There will be a lot of uncertainty with new companies and technologies vying for dominant design in the next 10 to 30 years. It is important to have some criteria in place to intelligently embrace and implement emerging technology into your enterprise. Here are a few questions to assist in determining which technology to integrate into your strategic plan:
- How does the solution fit into your existing environment?
- How does the business benefit (even if I cannot show ROI yet)?
- Who in my organization will use it?
- Does my staff have the expertise to manage the change?
- How will the technology affect my clients?
- What are the risks?
- Can I test the solution as a pilot program without significant business disruption or cost?
- Will the solution scale to the entire enterprise?
- Give the leaders of your firm a layman’s tutorial on the role of any emerging technology.
- Make sure your firm understands the risk of any new technology and the steps you are taking to mitigate those risks.
- Invite members of your IT team that are more conservative to weigh in on emerging trends. It may prevent costly mistakes during implementation.

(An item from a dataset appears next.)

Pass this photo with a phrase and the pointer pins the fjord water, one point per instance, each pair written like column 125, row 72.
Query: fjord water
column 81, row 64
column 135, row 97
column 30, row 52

- Test unproven technologies in small pilot programs before firm-wide implementation.
- Blast the success stories from the early adopters out to the rest of the organization as a good example of what works.
- Create a concrete process or application for accepting, analyzing, and implementing new technologies in order to weed out ideas that are not far enough along to make good business sense.
These are just a few suggestions to get you thinking about how to continually analyze and implement new technologies. What tips do you have for implementing technological change in your organization? We would like to know.
You will see many iterations at varying levels of AI in the coming years. Change can be hard, but it should be embraced. Allow your firm to evolve for the future and make sure it has the tools to create the value your clients need. In the end, that’s why your firm exists. If you want to continue, AI will have to be part of the plan.